During the radical phase of the French Revolution, all ties to Christianity became suspect. “Citizen-Priests” who had previously established their support of the Revolution were forced to prove that support through a variety of means, including abdicating their vows—or, if they preferred, getting married. These clerical marriages are the focus of Unnatural Frenchman, a brief but well-researched and often moving book about the thousands of Gallican priests who married during the Revolutionary era.

E. Claire Cage takes a long-term view of this phenomenon. Starting with a (mostly superfluous) discussion of the history of Catholic clerical celibacy, Cage then turns to the debate over clerical celibacy in the French Enlightenment, before devoting the three remaining chapters to a discussion of the Revolutionary and Napoleonic eras. Clerical celibacy had been a target of a number of Enlightenment authors, a discussion often tied in with the accounts of priests’ sexual misadventures. The arrival of the Revolution increased the volume of this discussion. Although the relationship between the Revolution and the Catholic Church was a problem from the start of the Revolution in 1789, it was during the Radical Revolution of 1793–94 that clerical marriage became a major political issue.

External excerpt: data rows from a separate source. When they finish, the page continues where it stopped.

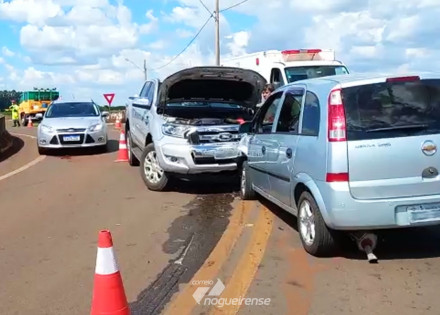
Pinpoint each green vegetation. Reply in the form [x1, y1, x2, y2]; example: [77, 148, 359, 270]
[0, 90, 22, 110]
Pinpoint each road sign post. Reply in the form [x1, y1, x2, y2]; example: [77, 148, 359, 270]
[103, 93, 115, 106]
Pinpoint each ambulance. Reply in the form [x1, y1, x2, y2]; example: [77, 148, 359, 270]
[221, 49, 349, 89]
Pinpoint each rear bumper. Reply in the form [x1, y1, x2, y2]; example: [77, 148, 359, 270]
[316, 180, 440, 230]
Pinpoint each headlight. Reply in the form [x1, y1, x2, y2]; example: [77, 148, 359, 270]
[162, 124, 192, 138]
[40, 124, 54, 133]
[89, 123, 103, 132]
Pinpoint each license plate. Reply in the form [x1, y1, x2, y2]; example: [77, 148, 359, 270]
[214, 147, 238, 160]
[63, 135, 80, 142]
[407, 203, 440, 223]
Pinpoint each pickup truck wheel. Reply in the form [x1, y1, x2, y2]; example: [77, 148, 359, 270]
[140, 143, 169, 191]
[22, 115, 28, 126]
[297, 191, 338, 257]
[126, 130, 139, 166]
[240, 161, 256, 200]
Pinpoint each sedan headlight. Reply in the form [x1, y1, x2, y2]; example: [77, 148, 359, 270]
[40, 124, 54, 134]
[162, 124, 192, 138]
[89, 123, 103, 132]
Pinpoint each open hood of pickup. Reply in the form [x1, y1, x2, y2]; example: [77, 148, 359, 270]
[157, 66, 267, 109]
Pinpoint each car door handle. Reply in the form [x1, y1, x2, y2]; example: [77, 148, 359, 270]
[286, 148, 292, 158]
[262, 146, 266, 154]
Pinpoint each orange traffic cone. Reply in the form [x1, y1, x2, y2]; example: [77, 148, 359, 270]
[27, 116, 33, 128]
[90, 230, 130, 315]
[115, 118, 122, 129]
[115, 130, 129, 162]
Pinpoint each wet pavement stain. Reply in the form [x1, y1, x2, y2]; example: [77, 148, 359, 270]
[129, 182, 238, 315]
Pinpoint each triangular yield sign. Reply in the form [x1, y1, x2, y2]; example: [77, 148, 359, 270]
[103, 93, 115, 106]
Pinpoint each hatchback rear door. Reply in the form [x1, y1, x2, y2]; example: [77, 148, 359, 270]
[342, 77, 440, 200]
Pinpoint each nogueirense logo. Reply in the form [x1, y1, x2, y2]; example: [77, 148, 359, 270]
[192, 279, 225, 304]
[191, 278, 271, 307]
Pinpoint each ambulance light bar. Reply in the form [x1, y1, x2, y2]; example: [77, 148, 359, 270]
[280, 49, 335, 62]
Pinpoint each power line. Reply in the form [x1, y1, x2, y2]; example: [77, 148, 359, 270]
[152, 15, 213, 71]
[220, 0, 249, 12]
[198, 0, 212, 16]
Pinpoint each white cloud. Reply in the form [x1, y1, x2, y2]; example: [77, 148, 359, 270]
[225, 31, 250, 57]
[2, 46, 14, 57]
[0, 0, 63, 26]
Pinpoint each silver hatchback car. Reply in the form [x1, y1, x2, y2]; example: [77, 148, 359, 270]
[37, 100, 109, 154]
[239, 73, 440, 256]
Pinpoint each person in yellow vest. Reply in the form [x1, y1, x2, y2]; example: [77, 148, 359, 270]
[9, 100, 20, 127]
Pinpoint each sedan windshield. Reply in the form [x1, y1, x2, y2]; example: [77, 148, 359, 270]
[285, 65, 349, 83]
[45, 102, 100, 118]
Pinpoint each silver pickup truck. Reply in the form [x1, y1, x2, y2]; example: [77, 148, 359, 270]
[125, 66, 266, 191]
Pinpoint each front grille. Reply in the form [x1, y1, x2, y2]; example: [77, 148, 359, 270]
[85, 135, 95, 143]
[50, 136, 59, 145]
[188, 126, 241, 144]
[57, 128, 86, 132]
[198, 131, 241, 143]
[59, 134, 85, 145]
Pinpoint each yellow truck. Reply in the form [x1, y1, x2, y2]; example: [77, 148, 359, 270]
[19, 88, 59, 125]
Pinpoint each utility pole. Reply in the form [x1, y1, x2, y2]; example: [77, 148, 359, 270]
[143, 59, 148, 81]
[214, 0, 220, 65]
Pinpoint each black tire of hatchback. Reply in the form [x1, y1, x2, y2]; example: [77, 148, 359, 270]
[240, 161, 257, 200]
[297, 191, 338, 257]
[139, 143, 169, 191]
[126, 130, 140, 166]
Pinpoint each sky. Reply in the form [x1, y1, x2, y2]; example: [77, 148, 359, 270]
[0, 0, 440, 106]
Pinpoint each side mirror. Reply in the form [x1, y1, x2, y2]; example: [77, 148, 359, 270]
[272, 82, 283, 90]
[133, 98, 150, 107]
[101, 111, 109, 118]
[239, 121, 252, 134]
[129, 94, 139, 100]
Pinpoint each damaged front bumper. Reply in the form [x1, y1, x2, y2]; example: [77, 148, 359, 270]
[155, 140, 243, 175]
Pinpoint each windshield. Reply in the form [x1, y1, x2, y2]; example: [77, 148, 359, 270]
[342, 79, 440, 140]
[285, 66, 348, 82]
[45, 102, 100, 118]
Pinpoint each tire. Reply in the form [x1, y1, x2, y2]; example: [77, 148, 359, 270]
[38, 146, 47, 155]
[22, 114, 27, 126]
[240, 161, 257, 200]
[297, 191, 338, 257]
[139, 143, 169, 191]
[126, 130, 139, 166]
[96, 144, 107, 154]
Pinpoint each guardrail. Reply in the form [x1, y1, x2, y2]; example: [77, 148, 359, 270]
[0, 115, 5, 134]
[0, 114, 13, 154]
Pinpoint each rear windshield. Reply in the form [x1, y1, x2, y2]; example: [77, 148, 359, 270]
[342, 79, 440, 140]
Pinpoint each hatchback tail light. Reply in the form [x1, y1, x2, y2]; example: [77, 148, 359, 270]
[327, 88, 346, 142]
[326, 173, 349, 182]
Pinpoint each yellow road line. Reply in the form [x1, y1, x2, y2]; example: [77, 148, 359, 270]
[209, 206, 274, 315]
[163, 200, 255, 315]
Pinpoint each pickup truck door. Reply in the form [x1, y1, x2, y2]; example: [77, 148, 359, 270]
[131, 82, 152, 147]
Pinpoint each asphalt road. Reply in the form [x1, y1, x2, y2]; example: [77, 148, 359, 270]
[0, 125, 240, 314]
[2, 123, 440, 315]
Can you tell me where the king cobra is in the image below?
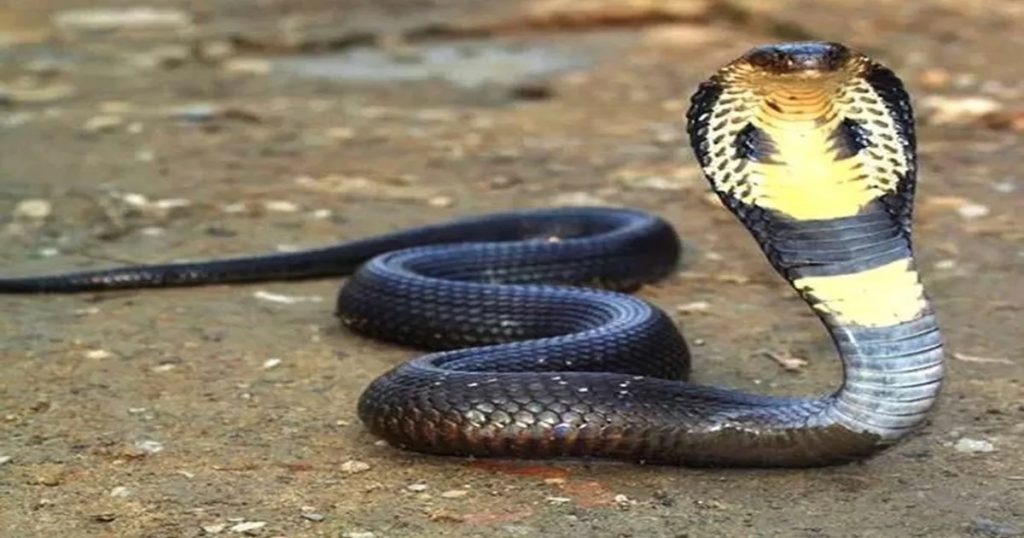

The book’s strength lies in the rich detail provided by Cage, particularly from the Terror and from the Napoleonic era. Cage helps make sense of the choices faced by clerics and the decisions they made—from the clerics who stood up for priestly celibacy during the Terror and those who married to protect themselves but tried to stay as true as possible to their vows to those who embraced their new status as husbands and fathers. When faced with the possibility of reconciliation with the Church under Napoleon, their choices were just as diverse (and far better documented). Meanwhile, both eras included any number of priests whose sexual practices were frowned on by opponents and supporters of clerical celibacy alike.

Cage gives more importance to some of her material than it warrants. The debates over clerical celibacy that she painstakingly reconstructed were a nonfactor [End Page 844] during the Revolution’s early years, contrary to Cage’s depiction. Nor is she convincing in her claim that the long-term tensions between “understandings of what it meant to be a celibate clergyman and what it meant to be a good citizen” undermine the historiographically dominant view of the “essentially contingent” (p. 63) nature of the split between the Revolution and the Church. These shortcomings are more than made up for by the ways in which Cage re-creates the dilemmas faced by clerics—including, in some cases, the dilemmas that had originally led some women and men into vocations for which they were not particularly suited. Although Cage is sympathetic to the choices priests faced, the book provides a welcome counter-balance to the overly sympathetic accounts of the counter-revolutionary clergy common in histories of the revolutionary clergy.

Cage mentions the shadow cast over the book by current attempts to end clerical predations on minors in the Catholic Church and is well aware of the larger cultural attempts to move beyond heteronormativity and to validate women’s experiences. She includes brief discussions of Old Regime sodomy, the decisions made by women to enter the convent, and their experiences once they were forced to leave it. The focus of the book, however, is on the parish priests who lived through the Revolution. Theirs was a rich and varied history indeed and well worth the attention that it receives in Cage’s fine book.